Address Book, ABS or UC services failing
- Cause: incorrect ABS web services URLs, auth failures, expired tokens.
- Fixes: test with Test-CsAddressBookWebQuery, examine Front-End logs and IIS logs for ⁄₄₀₄, fix certificates and URLs.
Load generator instability
- Cause: insufficient generator resources, improper provisioning, DNS/certificate issues for test accounts.
- Fixes: scale out generators, re-run provisioning with UserProvisioningTool, verify generator machine time and network access.

Centralized Logging + Snooper: primary for SIP dialog analysis and call-flow diagrams.
LyncPerfTool logs (consolidated.csv, scenario logs): use for aggregated metrics and error counts.
Windows Performance Monitor (PerfMon): CPU, Memory, Disk Queue Length, Network Interface counters on Front-End, Mediation, and edge.
Wireshark: packet-level RTP/SIP troubleshooting, measure jitter/packet loss.
IIS and Event Viewer: service-level errors, certificate problems, and event IDs.

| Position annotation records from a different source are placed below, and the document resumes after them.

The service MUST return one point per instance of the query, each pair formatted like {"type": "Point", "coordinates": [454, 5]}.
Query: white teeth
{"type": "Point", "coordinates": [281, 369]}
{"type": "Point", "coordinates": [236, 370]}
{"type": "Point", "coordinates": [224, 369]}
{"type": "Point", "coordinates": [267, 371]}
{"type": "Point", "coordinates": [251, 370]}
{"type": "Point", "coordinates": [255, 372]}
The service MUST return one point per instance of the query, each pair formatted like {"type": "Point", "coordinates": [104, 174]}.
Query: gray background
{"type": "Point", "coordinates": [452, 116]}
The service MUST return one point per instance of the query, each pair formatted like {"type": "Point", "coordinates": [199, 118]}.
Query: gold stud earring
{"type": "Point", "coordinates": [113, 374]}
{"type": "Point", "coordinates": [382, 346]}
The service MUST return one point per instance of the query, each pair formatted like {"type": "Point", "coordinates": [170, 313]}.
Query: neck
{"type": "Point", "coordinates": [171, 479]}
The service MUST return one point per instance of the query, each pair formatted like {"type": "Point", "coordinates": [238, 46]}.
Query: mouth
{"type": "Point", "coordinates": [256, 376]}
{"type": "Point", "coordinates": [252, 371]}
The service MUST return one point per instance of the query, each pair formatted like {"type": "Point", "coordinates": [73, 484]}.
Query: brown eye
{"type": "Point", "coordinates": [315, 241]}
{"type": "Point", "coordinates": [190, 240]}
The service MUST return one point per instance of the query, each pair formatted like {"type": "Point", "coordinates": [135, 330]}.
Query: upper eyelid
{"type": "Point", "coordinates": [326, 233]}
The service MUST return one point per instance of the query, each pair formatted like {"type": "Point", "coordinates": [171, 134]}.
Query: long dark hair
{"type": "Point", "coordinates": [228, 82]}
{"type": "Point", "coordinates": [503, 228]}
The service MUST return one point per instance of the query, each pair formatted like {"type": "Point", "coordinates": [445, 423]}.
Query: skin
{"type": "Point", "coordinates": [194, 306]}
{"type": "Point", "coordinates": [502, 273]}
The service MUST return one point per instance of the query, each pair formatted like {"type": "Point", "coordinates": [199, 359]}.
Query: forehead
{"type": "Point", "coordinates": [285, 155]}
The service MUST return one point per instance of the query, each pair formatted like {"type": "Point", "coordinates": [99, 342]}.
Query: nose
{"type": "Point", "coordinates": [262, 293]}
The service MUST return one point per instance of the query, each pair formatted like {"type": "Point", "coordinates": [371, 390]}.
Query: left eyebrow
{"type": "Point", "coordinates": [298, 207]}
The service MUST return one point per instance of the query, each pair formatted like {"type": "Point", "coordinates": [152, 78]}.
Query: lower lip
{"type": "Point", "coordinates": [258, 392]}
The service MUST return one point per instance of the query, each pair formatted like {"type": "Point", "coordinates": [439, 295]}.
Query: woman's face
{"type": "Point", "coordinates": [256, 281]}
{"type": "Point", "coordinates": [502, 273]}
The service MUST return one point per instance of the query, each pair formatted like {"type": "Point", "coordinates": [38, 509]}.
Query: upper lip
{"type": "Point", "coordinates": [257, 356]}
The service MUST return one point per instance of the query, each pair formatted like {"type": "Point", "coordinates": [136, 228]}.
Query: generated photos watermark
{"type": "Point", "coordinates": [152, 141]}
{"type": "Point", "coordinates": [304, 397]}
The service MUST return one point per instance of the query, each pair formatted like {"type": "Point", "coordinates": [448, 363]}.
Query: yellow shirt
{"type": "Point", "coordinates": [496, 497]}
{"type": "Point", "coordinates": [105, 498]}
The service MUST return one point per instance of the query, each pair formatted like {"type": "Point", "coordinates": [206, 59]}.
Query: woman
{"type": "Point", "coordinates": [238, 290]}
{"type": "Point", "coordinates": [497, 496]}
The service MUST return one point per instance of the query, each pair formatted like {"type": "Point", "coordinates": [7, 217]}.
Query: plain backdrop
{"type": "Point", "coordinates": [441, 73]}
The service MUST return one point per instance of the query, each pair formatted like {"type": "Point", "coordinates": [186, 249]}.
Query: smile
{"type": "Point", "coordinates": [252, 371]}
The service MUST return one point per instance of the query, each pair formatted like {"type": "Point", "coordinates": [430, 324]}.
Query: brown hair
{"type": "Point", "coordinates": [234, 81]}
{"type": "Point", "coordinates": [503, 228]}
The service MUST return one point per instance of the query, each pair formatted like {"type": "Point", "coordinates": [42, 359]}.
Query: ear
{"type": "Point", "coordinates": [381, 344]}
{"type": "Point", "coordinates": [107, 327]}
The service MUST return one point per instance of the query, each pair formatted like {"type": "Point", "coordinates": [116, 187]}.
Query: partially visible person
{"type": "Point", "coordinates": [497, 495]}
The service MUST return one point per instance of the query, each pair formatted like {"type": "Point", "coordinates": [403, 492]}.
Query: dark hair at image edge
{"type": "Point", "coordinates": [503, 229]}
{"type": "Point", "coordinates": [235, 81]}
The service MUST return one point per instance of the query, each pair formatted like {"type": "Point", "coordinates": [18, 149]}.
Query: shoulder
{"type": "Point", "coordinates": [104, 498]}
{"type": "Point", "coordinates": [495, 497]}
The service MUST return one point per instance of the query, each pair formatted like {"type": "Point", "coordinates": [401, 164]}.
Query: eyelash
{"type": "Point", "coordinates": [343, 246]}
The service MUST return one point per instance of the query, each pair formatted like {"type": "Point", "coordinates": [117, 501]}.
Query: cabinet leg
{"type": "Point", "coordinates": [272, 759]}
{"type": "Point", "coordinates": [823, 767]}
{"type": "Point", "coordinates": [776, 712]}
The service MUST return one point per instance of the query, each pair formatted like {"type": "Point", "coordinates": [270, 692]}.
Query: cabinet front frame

Success rate: target ≥ 99% for call establishment/IM delivery depending on SLA.
Average call setup time: baseline from production — typical target < 500–1000 ms for SIP INVITE→200 OK in same LAN.
CPU utilization: keep < 70–80% on Front-End during steady-state.
Memory & handle usage: no steady growth (memory leak) across long runs.
RTP packet loss/jitter: packet loss < 1–2%, jitter < 30 ms for acceptable voice quality.

consolidated.csv: aggregated transaction counts, success/failure counts — sort by failure reason to find hotspots.
Scenario-level reports: compare different workload mixes (IM vs AV vs conference) to see which workload triggers failures.
SIP trace call-flow diagrams: follow failing dialog path; identify where 4xx/5xx originate.
PerfMon timelines vs test timeline: correlate spikes in CPU, disk, or NIC drops with increases in error rates.